In the light of James’s heavy investment in the brand, both personal and financial, this was a major blow. In retrospect, however, he recognises that it may have been a blessing in disguise.

“What it enabled me to do was really focus on the Alan Paine brand,” he explains. “Looking back, I wonder if I had not been forced to sit down and make that decision, whether I would have still been doing too much private label business, or building up private label business, because it was quite lucrative.”

Part of the brand’s rejuvenation was the decision to expand its scope beyond knitwear. “I just felt that the brand itself needed to be a lifestyle brand to give it that 12-month appeal,” James explains. “We started to put some outerwear into the collection to complement the knitwear. The guy we would buy the outerwear from, a young man named Kam Sahota, who worked for an outerwear company, used to give us great service and was a very genuine guy. He came to me after about 18 months and said to me, ‘Look, I’m not happy where I am. I’m leaving,’ and all of a sudden it came to me that this was a great opportunity. This guy had the same passion for products as I have for the Alan Paine brand, he knew some good suppliers, some good agents, he knew the country clothing market very well. I think within an hour and a half of him telling me the news, we shook hands and we had the biggest part of a deal for him to join Alan Paine and develop a country collection.

“Kam is now a director of the company and is totally responsible for the country clothing side of the business.” The country collection is now a major part of the business, with around 300 of Alan Paine’s 700 accounts catering to that market. It’s a broad selection, taking in practical shooting clothes as well as post-shooting fashion that appeals to a younger audience whose concerns are purely aesthetic.

Through all these changes there’s one constant that James has striven to retain from Alan Paine’s heritage. He says: “The one thing that has stayed the same since I joined the business is what Alan Paine taught me when I joined. All you have in a brand is quality and that’s what he had really built the business up on.

“That’s what we’ve done on both sides of the business: offered a quality product at what we think is a fair retail price.
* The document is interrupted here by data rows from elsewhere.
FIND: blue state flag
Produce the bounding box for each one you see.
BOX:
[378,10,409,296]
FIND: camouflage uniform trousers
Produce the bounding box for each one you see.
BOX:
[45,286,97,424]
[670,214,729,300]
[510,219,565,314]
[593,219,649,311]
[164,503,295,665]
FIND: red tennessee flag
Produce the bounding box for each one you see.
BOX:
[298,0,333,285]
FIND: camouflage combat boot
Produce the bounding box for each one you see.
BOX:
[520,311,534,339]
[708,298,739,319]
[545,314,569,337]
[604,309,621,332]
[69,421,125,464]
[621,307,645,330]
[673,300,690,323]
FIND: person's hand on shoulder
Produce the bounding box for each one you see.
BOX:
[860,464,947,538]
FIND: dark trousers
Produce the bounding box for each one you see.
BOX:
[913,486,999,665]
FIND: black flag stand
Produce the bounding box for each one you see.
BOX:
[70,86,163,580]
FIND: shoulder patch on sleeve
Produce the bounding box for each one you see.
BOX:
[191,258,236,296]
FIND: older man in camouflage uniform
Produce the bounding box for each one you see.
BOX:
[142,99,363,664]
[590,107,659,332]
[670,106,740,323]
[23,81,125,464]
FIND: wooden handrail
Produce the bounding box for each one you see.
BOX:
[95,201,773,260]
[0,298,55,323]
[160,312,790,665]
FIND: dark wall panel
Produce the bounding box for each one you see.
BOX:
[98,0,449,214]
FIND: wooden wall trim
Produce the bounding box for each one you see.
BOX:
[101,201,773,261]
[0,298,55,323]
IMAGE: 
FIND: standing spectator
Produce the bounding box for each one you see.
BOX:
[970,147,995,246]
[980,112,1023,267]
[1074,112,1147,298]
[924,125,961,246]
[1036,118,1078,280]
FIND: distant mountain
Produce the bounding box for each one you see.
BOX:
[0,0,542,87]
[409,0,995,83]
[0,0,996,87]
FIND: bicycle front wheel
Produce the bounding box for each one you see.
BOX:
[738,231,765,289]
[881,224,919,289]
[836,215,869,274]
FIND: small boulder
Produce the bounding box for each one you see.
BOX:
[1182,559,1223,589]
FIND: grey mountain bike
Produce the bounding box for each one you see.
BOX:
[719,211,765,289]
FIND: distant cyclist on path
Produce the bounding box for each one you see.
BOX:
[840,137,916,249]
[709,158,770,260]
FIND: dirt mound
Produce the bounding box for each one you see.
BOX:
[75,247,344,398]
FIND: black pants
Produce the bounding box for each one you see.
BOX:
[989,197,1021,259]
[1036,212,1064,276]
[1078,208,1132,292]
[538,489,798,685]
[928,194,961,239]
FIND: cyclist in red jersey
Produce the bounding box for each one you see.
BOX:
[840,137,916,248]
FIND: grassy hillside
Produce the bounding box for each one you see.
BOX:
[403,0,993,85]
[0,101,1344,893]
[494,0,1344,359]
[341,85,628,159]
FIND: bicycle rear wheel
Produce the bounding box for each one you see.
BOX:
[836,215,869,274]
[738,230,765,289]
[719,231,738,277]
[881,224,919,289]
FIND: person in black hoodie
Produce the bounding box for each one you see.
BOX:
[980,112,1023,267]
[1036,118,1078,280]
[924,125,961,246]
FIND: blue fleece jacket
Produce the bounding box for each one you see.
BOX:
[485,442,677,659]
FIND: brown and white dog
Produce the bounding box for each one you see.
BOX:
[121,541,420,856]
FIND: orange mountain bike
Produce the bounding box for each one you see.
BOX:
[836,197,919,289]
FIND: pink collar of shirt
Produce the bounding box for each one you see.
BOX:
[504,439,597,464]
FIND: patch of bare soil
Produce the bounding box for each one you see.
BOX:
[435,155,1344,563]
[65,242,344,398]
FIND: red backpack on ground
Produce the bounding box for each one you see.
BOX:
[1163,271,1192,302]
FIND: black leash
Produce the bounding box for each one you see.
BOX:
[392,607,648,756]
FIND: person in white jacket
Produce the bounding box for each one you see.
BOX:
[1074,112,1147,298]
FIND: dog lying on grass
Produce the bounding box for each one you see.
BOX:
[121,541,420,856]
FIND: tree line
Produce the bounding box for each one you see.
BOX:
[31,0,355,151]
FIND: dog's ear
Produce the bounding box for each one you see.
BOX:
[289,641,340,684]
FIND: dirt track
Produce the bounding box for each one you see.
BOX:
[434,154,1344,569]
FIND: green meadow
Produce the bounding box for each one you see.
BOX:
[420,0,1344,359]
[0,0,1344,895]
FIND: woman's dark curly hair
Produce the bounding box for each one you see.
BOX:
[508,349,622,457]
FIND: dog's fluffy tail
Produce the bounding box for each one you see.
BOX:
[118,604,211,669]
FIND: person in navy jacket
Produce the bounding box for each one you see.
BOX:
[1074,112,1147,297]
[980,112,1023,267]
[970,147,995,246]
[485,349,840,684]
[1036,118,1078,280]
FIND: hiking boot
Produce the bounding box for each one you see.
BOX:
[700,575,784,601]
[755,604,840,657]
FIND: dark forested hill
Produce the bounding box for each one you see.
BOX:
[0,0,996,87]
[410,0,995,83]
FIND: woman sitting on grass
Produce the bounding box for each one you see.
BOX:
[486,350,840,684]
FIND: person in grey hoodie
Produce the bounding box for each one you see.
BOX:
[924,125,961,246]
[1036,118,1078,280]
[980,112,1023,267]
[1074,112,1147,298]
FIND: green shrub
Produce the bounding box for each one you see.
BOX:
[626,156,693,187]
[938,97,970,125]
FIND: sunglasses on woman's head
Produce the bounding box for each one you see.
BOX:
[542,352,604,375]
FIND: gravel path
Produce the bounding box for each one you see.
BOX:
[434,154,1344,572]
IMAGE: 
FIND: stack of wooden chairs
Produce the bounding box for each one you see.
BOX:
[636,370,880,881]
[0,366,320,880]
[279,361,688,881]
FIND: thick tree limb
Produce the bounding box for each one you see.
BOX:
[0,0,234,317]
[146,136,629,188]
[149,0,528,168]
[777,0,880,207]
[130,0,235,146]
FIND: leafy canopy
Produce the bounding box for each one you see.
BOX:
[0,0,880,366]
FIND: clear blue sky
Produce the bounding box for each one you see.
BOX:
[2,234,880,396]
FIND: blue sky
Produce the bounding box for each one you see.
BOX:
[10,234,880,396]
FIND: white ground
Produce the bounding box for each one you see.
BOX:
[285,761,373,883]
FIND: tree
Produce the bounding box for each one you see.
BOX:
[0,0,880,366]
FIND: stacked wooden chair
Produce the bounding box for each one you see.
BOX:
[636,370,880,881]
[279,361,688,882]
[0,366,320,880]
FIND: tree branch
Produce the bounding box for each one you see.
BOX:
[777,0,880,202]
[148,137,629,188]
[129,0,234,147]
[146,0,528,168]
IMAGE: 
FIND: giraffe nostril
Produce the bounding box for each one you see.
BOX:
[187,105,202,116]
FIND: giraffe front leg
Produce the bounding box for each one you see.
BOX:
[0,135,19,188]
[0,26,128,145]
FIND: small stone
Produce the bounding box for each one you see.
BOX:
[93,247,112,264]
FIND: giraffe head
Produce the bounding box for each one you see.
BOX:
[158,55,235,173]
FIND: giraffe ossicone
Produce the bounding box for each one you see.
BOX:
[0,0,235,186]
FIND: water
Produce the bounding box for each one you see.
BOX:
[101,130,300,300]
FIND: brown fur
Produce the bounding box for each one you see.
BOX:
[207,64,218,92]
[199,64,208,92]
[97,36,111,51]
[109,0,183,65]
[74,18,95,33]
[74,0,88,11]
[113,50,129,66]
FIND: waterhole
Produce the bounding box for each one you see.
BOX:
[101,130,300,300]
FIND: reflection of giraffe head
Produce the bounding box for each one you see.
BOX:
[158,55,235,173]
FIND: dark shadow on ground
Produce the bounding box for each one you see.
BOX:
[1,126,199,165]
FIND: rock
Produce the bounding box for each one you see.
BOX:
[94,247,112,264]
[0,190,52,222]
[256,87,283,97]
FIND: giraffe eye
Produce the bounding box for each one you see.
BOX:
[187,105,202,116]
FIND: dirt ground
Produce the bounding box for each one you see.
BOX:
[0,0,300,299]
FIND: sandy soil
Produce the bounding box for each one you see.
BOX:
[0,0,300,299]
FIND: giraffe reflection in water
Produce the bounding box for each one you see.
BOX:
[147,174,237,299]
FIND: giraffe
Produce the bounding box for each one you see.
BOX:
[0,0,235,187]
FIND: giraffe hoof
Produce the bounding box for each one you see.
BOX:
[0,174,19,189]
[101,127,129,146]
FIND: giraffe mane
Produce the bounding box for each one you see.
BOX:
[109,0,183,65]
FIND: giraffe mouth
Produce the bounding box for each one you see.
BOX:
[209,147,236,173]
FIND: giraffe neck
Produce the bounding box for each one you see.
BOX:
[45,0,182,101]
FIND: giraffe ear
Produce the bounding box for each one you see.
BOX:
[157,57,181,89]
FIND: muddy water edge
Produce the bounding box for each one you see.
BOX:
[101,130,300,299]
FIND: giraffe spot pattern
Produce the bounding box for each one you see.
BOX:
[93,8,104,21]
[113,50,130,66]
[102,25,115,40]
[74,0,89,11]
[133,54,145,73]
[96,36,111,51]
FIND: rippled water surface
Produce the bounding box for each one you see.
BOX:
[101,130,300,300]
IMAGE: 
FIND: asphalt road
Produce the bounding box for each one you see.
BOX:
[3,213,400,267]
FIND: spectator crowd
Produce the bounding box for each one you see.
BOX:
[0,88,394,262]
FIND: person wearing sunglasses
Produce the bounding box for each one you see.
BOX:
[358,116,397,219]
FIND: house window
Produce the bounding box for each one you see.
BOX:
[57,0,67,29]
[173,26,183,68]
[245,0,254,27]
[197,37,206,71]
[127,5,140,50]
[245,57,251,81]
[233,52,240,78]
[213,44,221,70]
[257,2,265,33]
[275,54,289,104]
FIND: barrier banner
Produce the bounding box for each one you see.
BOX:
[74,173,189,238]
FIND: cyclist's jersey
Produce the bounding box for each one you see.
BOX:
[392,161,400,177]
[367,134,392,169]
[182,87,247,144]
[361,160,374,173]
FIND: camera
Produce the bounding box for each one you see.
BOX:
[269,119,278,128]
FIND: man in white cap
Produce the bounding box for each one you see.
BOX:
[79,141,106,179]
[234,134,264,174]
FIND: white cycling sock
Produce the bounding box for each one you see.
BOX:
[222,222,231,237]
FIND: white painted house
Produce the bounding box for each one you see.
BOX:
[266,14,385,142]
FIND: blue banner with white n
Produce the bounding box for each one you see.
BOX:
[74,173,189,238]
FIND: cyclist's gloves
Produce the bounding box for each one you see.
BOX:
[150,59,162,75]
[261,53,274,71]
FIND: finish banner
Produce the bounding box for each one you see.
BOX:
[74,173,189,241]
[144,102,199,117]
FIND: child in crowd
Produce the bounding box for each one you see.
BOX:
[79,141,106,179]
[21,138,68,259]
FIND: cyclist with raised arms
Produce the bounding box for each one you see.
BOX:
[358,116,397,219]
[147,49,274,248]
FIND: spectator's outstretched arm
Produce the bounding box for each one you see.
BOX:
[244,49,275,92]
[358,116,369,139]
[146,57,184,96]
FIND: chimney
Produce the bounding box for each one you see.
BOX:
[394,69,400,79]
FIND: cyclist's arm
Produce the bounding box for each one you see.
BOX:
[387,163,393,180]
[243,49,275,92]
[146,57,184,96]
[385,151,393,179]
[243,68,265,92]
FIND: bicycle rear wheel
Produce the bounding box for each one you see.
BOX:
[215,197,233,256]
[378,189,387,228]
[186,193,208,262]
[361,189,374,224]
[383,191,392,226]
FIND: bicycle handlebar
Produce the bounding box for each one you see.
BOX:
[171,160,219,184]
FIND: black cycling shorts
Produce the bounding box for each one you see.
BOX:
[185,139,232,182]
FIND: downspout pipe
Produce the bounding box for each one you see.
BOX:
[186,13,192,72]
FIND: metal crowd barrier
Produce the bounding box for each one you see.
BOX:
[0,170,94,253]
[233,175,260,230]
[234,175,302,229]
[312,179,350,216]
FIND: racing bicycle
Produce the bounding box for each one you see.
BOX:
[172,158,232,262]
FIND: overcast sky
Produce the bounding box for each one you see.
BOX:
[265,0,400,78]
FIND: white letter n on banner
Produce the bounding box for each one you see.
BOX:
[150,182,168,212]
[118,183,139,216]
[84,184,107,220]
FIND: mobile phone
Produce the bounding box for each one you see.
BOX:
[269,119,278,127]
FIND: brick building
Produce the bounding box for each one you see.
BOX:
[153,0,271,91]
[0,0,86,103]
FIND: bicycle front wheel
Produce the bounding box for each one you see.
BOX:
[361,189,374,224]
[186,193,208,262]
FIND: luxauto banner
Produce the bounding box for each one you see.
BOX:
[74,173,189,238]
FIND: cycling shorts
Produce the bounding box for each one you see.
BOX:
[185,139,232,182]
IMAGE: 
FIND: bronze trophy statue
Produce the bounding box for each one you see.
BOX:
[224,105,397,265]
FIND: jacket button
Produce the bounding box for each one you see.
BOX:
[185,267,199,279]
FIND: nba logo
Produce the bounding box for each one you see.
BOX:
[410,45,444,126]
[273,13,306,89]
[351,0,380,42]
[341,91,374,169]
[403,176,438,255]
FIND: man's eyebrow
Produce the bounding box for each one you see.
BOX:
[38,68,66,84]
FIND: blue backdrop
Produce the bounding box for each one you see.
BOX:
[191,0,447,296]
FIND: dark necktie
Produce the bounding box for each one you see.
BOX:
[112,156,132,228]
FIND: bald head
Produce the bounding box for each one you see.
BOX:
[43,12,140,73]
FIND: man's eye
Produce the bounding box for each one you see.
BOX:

I think the customers appreciate that. I think it has paid off.”

Family seems to be the other principle that drives James. He says that in the light of his experiences when he bought the business, he’s reluctant to use the word, but it creeps into his language nonetheless. He’s a point of continuity in the Alan Paine story, linking its present to its roots through his service in the troubled 1990s. Moreover, he values strong ties with his customers and business associates in the present day.

“I like the idea that we we are a family business,” he says. “Our customers are important to us, and they’re people so we talk directly to them. They’re not just an account number. Anything we do with them… we don’t have a huge board that we have to go back to. We just make the decisions and we work with them and we like to think that they’re part of what we’re trying to build up.”

And there’s a lot of support available. Alan Paine has set up six in-store concessions this year, with everything down to the curtains on the changing rooms advertising the brand, and is planning to do more in future. On the marketing side of things they’re always working to make the brand visible, sponsoring a variety of shoots and shooters. James recognises that reliable supply is important too, and boasts of his company’s superb stock service.

All in all, Alan Paine has come a long way, from knitwear specialist to a broad lifestyle clothing brand that takes in jackets, shirts, trousers, high-performance sportswear, 100 per cent waterproof jackets, tweeds and more. It’s not standing still either. In autumn, next year stockists can look forward to the opportunity of stocking the first Alan Paine footwear.

James has a ready explanation for his brand’s dynamism. “Our customers are confident of whatever we go into as long as it’s got the Alan Paine brand on it,” he says. “Even if it’s not something they’ve seen before they recognise that if it’s got the Alan Paine brand on it there is a level of quality assurance.

“I think that’s a nice position to be in.”